Why do Big Iron still Exist?


Abstract

In a world where many companies prefer to scale out instead of scaling up, buying many "small" machines instead than a few "big" ones, do "Big Iron" still make sense to exist?

The Hacker's Dictionary defines a "Big Iron" as a «Large, expensive, ultra-fast computers. Used generally of number-crunching supercomputers such as Crays, but can include more conventional big commercial IBMish mainframes. Term of approval; compare heavy metal, oppose dinosaur». Nowadays, big irons are mainly used for running big database such as Oracle, DB2 and, at a certain extent, also Microsoft SQL Server on top of Solaris on Sparc, AIX on Power and Windows Server on Xeon. Those machines usually have a considerable cost starting at $100K and going up to millions of dollars per single machine.

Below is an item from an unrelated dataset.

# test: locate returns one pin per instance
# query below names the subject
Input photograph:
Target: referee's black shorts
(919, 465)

One obvious — and interesting — question could be: wouldn't that be better to have a big amount of smaller machines running, maybe, Linux and a free database such as MySQL or PostgreSQL?

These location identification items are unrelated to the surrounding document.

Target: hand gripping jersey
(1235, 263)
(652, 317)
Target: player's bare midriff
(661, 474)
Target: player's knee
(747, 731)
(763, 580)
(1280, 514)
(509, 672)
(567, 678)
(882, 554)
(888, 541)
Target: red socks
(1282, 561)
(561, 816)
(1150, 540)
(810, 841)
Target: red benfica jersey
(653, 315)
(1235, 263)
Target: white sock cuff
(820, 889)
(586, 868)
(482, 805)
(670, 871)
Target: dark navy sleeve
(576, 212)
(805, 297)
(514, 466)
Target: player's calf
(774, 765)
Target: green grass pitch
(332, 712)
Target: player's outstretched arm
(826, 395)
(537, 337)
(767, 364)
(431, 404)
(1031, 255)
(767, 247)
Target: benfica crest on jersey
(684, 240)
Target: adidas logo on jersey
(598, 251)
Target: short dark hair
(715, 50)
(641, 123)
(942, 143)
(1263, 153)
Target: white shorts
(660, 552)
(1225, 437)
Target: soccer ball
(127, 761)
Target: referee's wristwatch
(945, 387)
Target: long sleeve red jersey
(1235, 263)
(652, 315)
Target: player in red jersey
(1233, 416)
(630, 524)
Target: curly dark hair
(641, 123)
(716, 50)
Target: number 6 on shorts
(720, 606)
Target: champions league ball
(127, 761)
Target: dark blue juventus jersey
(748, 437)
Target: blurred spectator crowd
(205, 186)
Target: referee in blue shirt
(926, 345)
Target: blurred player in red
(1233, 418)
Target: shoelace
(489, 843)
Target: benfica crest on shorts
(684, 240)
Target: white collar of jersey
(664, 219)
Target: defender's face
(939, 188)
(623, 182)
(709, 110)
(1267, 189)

There are a good variety of reasons why those machines are still reasonable to buy.

Hardware and software integration: Usually, these machines are sold by big vertical companies. A vertical company does not sell one product; it sells solution stacks. For instance, IBM — and Oracle after the acquisition of Sun Microsystems — sells everything: The hardware, the operating system, the database, the application frameworks and, not less important, an army of consultants to integrate their platform in another company's infrastructure. The fact that all the components live in the same place and that they are all gears of the same money-making machine makes possible to perfectly integrate all of them and have, for instance, the introduction of features in the operating system that fit the needs of the database running on top of it. This, on a certain extent works also for the Windows/SQL Server integration even if Microsoft is missing the hardware part of the stack.

Cost of ownership: By cost of ownership, we mean the cost of running and maintain one — or more machines — up and running. Dealing with many machine imply setting up systems to deploy and update software in a distributed environment, sharding the data to be served in the distributed environment, and so on. In a distributed environment, especially if composed by many inexpensive machines, the failure of one single disk can compromise the functionality or the entire machine and increasing the number of machines, automatically increases the chance of having at least one machine of the group being down. Having fewer large machines, while having a higher cost for acquiring them, keeps lower the cost of maintaining them. Usually, one single disk failure does not bring down the entire machine as they employ redundancy and disks can be hot swapped. Having just two large machines working in master/slave — or mirror — mode, instead of many small ones running in a totally distributed way, simplify the operations of deploying and updating the software because just for the time of the change, one at the time can be removed from the pool instead of having multiple waves of roll-outs in a totally distributed installation. Moreover, if the architectural requirements of the company or the ones of the applications require a better insulation between the applications, a single large machine can be divided into multiple virtual machines all sharing the same hardware. The cost of running a virtual machine is lower than the one of running a physical one and the cost of running one large host machine is still lower than running many.

Operations in distributed memory: With particular reference to the databases running on those machine, while many operations can be done in a distributed way across many machine, some of the cannot easily done in a performing way. The main operation that cannot be done with a satisfactory performance in a distributed way is the join operation. A join, represents a multi-set multiplication. This means that if the data is sharded across multiple machines, the data will need to move across the network, especially if we are joining them on an element that is not the one that we used to shard the data. While this operation in extremely expensive in a distributed environment, it can be decently performed in parallel by multiple threads with all the data in shared memory or at least not paying the communication cost to move all the data around the network.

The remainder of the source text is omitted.